M. L : D’avril à juin, j’ai eu la chimiothérapie. L’amputation a eu lieu le 16 juin. Ensuite, je suis allé en centre de rééducation. J’avais déjà expérimenté exactement le même protocole 26 ans plus tôt, donc je savais pertinemment à quoi m’attendre. Le plus gros défi pour moi était la partie rééducation, totalement inédite pour moi.
Les prothésistes, les médecins n’étaient pas ultra optimistes sur mes capacités à pouvoir être appareillé convenablement pour retrouver une bonne marche »
F-f.fr : Où résidait l’enjeu majeur ?
M. L : Dans l’appareillage. En effet, je suis dans une configuration particulière, amputé très haut, au-delà de mi-cuisse. Il me reste 14 centimètres de jambe. Les prothésistes, les médecins n’étaient pas ultra optimistes sur mes capacités à pouvoir être appareillé convenablement pour retrouver une bonne marche. Sauf que j’étais déterminé à leur montrer que c’était possible. Ma marge de progression est encore importante. Au quotidien, à force d’être confronté à des situations différentes, je vais devoir m’adapter. On considère qu’au bout d’un an et demi, voire deux ans, on arrive à quelque chose de définitif en termes d’adaptation et de marche.
Prendre soin de son moignon
F-f.fr : Comment vivez-vous avec votre prothèse ? La portez-vous le plus possible ?
M. L : C’est très variable. Les journées où je travaille, je la porte du matin au soir sans discontinuer. Quand je suis chez moi, je la mets un peu moins. Mais c’est aussi bien… Car dans la vie d’une personne amputée, l’une des grandes préoccupations est de prendre soin de son moignon. Tout repose sur lui.
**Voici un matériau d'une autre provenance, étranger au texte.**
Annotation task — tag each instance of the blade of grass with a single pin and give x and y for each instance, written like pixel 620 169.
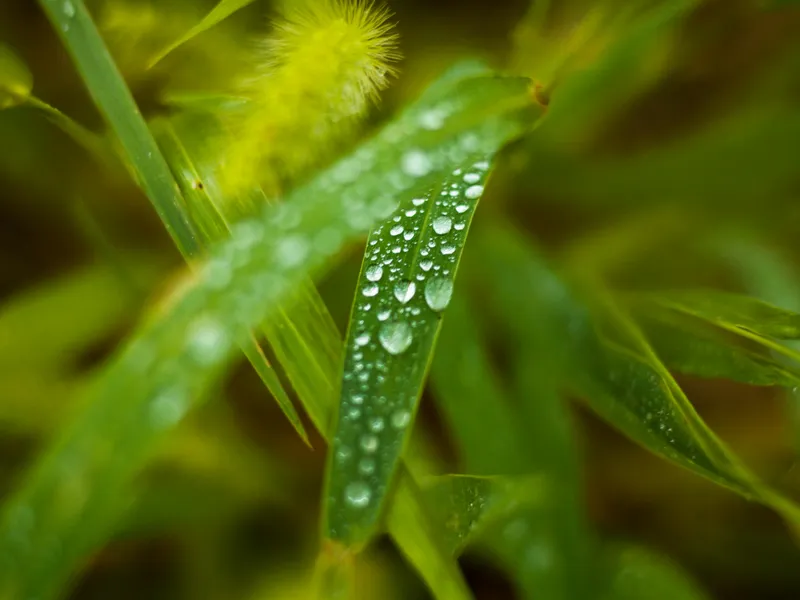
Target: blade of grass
pixel 406 283
pixel 221 11
pixel 74 25
pixel 619 376
pixel 71 498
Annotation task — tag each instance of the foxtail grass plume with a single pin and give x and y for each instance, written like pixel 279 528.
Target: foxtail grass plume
pixel 322 68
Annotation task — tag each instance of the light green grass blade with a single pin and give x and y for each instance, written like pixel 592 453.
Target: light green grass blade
pixel 221 11
pixel 620 376
pixel 640 574
pixel 465 506
pixel 70 500
pixel 406 283
pixel 107 88
pixel 16 81
pixel 687 345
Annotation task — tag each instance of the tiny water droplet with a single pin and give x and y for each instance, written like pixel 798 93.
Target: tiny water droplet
pixel 374 273
pixel 474 192
pixel 416 163
pixel 369 443
pixel 472 178
pixel 395 337
pixel 442 225
pixel 357 494
pixel 438 292
pixel 404 291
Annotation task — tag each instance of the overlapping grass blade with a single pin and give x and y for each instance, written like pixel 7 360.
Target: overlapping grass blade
pixel 619 375
pixel 544 547
pixel 221 11
pixel 70 500
pixel 16 80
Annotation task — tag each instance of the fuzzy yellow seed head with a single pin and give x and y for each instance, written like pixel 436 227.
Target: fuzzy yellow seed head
pixel 325 64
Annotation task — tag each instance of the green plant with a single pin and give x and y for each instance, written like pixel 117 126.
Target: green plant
pixel 264 185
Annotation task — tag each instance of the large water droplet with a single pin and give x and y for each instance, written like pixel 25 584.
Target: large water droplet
pixel 395 337
pixel 401 419
pixel 404 291
pixel 369 443
pixel 374 272
pixel 474 192
pixel 442 225
pixel 416 163
pixel 207 341
pixel 438 292
pixel 357 494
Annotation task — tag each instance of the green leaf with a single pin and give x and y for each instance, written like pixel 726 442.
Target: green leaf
pixel 465 506
pixel 73 23
pixel 640 574
pixel 16 81
pixel 615 370
pixel 405 285
pixel 72 497
pixel 221 11
pixel 689 346
pixel 734 312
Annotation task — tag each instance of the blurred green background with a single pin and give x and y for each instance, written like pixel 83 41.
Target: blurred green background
pixel 678 167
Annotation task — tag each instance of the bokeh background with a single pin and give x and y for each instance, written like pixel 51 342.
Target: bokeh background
pixel 690 149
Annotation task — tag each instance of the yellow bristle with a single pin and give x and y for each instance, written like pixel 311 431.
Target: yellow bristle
pixel 325 64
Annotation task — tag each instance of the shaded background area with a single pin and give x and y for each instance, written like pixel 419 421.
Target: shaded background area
pixel 693 147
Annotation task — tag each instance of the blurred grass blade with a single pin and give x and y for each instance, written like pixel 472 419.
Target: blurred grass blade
pixel 221 11
pixel 16 81
pixel 202 205
pixel 405 285
pixel 70 500
pixel 734 312
pixel 466 506
pixel 620 377
pixel 545 548
pixel 689 346
pixel 107 88
pixel 639 574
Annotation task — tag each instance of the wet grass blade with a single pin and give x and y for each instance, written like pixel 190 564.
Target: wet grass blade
pixel 71 499
pixel 221 11
pixel 406 283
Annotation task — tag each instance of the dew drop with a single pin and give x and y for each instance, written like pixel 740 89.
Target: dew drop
pixel 442 225
pixel 395 337
pixel 416 163
pixel 357 494
pixel 472 178
pixel 374 273
pixel 474 192
pixel 207 341
pixel 438 292
pixel 401 419
pixel 404 291
pixel 369 443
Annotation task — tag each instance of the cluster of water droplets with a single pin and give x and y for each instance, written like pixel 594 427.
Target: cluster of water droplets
pixel 406 283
Le moindre problème de peau, d’irritation me mettrait à l’arrêt. Donc, il y a une utilité à faire respirer le moignon et à ne pas mettre la prothèse toute la journée. Je ressens une forme de décompression, de soulagement à me mouvoir autrement.
F-f.fr : Vous vous aidez encore d’une canne ou vous arrivez à marcher sans ?
M. L : Je prends la canne, parce que ça me tranquillise. Et puis, c’est extrêmement énergivore de marcher avec une prothèse. D’autant plus avec la longueur de mon moignon. Sans canne, ce serait trop compliqué d’assumer une journée en extérieur. En fait, il vaut mieux avoir une bonne marche fluide avec une canne qu’une marche où s’installe une forme de boiterie dont il peut être difficile de se défaire.
Assumer le “côté bionique” de la personne amputée
F-f.fr : De plus en plus de personnes assument leur prothèse. Vous semblez faire partie de ceux qui ne se cachent pas ?
M. L : Il n’y a pas de démarche militante de ma part. En revanche, si je veux vivre en assumant pleinement ce handicap, je ne peux pas me cacher. Très longtemps avec une jambe raide, le regard des autres était déjà sur moi. Quand j’arrivais dans un stade de rugby pour commenter un match, les gens voyaient bien que j’avais un handicap invisible. Donc j’avais déjà cheminé par rapport à l’acceptation de mon handicap. J’ai tout de suite assumé ce “côté bionique” de la personne amputée. Et puis, si on veut parler d’inclusion dans notre société, il faut que les autres acceptent la différence.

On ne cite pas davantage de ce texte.